We don’t know any more details about the NASA FY2011 budget proposal, or its planned changes to NASA’s human spaceflight program, than we did a couple days ago, when unnamed officials offered some details about the plan. That hasn’t stopped, though, some people, including some members of Congress, from weighing in with varying degrees of rhetorical flourishes. Take, for example, these comments from Rep. Rob Bishop (R-UT) to the Ogden Standard-Examiner about what has been reported:
“With this administration, their specific effort is to cut the crap out of the defense program, and what we’re hearing from Florida is that (the NASA cut) will be an item in Monday’s budget,” Bishop said.
“Obviously, I don’t agree this is the right direction.
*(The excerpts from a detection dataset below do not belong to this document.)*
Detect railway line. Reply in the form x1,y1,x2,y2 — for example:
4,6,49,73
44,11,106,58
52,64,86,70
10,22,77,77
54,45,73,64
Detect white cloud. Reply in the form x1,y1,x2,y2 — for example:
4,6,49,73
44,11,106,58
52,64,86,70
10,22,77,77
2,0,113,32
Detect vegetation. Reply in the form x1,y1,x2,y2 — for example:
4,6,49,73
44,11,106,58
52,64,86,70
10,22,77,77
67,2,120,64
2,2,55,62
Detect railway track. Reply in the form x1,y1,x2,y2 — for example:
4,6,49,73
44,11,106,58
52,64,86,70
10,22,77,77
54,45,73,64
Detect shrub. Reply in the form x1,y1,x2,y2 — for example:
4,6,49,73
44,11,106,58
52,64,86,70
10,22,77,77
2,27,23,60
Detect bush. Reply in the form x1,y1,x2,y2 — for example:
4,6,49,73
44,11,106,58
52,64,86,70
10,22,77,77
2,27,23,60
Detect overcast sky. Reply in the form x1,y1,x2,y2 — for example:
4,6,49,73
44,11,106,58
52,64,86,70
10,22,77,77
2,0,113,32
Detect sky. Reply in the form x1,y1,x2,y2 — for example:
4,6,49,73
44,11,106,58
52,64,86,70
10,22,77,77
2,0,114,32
They’ll basically be gutting our space program and coming up with a commercial alternative. It will be devastating.”
Strong stuff, but that’s nothing compared to the invective from one blogger on Blogcritics.org. (Go ahead and read the first paragraph. See?) Or there are the comments by Apollo 17 astronaut Harrison Schmitt on Friday in a speech in Ocala, Florida:
“If it is a commercial effort only to visit the space station, then it is the beginning of the end of human space exploration,” he said.
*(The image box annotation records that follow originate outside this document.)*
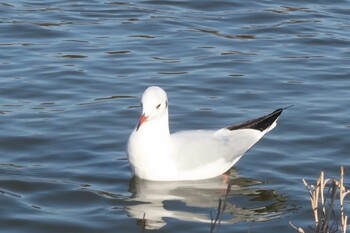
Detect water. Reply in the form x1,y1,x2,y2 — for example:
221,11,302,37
0,0,350,232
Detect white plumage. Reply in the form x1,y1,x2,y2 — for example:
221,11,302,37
127,86,283,181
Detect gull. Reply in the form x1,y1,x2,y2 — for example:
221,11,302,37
126,86,285,181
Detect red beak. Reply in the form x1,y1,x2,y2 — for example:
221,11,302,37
136,114,148,131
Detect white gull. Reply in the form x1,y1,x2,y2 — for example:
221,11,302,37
127,86,283,181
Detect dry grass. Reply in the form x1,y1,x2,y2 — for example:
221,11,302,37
289,166,350,233
210,184,232,233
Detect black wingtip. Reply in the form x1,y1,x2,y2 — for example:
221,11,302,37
227,108,293,132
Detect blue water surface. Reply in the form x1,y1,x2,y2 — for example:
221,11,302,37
0,0,350,233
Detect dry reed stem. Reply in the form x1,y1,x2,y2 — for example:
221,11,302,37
289,166,350,233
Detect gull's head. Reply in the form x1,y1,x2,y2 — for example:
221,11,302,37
136,86,168,131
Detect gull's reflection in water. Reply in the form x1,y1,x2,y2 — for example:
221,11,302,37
126,169,287,229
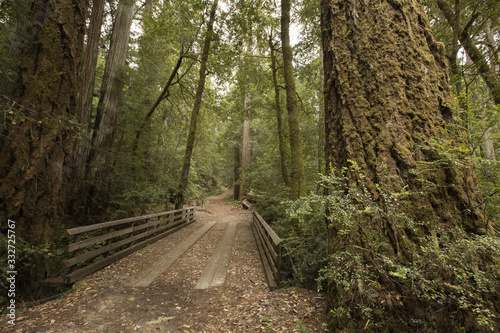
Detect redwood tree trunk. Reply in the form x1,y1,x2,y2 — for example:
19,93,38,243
85,0,135,206
239,92,250,200
69,0,106,201
281,0,306,200
0,0,85,245
269,35,290,187
321,0,488,331
175,0,218,209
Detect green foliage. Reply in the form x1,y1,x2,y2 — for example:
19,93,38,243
0,233,50,305
289,164,500,332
“Ultimately, you abandon the moon to China, you abandon the space station to Russia, and you abandon liberty to the ages.
“If China and Russia are the dominant space powers, then liberty is at risk because they don’t believe in it.”
So right now, we’re long (really long) on outrage, but short on insight on the exact details of the plan. We could wait until Monday (3 pm EST press conference at NASA Headquarters) to see exactly what is in the plan and base our reactions on that, but where’s the fun in that?
A couple other items of interest:
As you might expect from previous statements, Sen. Richard Shelby (R-AL) isn’t enthused about the apparent reliance on commercial providers. “China, India, and Russia will be putting humans in space while we wait on commercial hobbyists to actually back up their grand promises,” he told Space News, calling the proposed investment in commercial crew transportation “a welfare program for amateur rocket companies”.
Sen. Bill Nelson (D-FL) wanted development of a heavy-lift rocket, he tells Florida Today, warning that investing in commercial providers would delay development of a heavy-lift booster “well into the next decade, and that just means we get behind China and Russia.”